Everything goes into a folder for each character, which Ailsa gradually refines to the core ideas. From this, she produces the final drawings for the final costume presentation – which she finds both exciting and nerve-wracking. If all goes well, she then presents the drawings to the costume makers.

“If they get excited and say they really want to make that, you know you’ve got it right,” she says.


Who will be playing the characters also comes into consideration.

“I might have only seen a headshot of the actor and until you actually meet them and talk about their vision for the character, and also see what’s going to fit them… all of those things add a whole other element.”

The Importance of Being Earnest has seven actors and nine characters, and all of the female characters’ costumes have been made from scratch.

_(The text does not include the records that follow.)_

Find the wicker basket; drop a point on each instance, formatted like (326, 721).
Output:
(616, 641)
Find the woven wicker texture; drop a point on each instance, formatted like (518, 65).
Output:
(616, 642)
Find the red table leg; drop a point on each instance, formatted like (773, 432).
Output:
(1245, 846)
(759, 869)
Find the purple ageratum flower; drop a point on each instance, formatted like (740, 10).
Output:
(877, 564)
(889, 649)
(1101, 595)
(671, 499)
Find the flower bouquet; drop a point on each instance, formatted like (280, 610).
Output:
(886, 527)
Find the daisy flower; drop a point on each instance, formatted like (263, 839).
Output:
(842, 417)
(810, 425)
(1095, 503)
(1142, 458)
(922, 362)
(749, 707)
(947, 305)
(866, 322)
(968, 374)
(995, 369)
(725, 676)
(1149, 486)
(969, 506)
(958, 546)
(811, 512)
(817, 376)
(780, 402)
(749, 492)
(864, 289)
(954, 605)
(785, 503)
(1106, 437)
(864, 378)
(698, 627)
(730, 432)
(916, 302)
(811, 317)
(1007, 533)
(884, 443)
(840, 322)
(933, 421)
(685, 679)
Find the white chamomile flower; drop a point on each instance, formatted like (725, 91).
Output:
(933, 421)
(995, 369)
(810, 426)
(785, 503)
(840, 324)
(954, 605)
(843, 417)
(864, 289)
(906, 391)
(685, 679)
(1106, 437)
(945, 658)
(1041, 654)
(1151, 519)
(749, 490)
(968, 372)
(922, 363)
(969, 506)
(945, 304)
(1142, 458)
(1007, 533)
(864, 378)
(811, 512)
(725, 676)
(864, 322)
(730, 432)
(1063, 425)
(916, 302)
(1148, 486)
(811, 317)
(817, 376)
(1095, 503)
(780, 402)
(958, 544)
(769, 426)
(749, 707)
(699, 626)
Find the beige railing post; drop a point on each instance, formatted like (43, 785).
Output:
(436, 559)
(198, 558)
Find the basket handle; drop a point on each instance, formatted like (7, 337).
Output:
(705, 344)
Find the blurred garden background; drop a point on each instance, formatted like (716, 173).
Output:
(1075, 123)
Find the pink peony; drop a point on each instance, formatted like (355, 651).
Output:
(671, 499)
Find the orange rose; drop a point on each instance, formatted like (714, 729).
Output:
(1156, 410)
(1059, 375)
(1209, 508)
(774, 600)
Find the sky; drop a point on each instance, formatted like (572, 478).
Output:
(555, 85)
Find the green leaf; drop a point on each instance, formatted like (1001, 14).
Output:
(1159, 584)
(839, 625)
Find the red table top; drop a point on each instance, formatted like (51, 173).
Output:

“It’s a huge undertaking because they have several changes, it’s not just a gown each. Plus there’s capes, hats, wigs…”

When the costume changes occur also affect the design – if it’s at interval, there’s more time to get changed, but mid-scene requires a quicker change.

CreationThe next stage is to make the toile – the costumes made in plain linen to test the patterns. The actors are also fitted to these, and only then are the costumes made in the final fabrics.

“As I see the garment emerging, when it starts to be realised in real fabric, that’s so exciting. And it’s interesting watching the actors take themselves in when they first put the costume on. With the restrictions of corsets, enormous sleeves and a skirt with a train, you have to turn in a certain way; they all practice sitting down in the fitting.”


“I’m always hugely nervous on opening night whenever there’s a new costume about to come on.”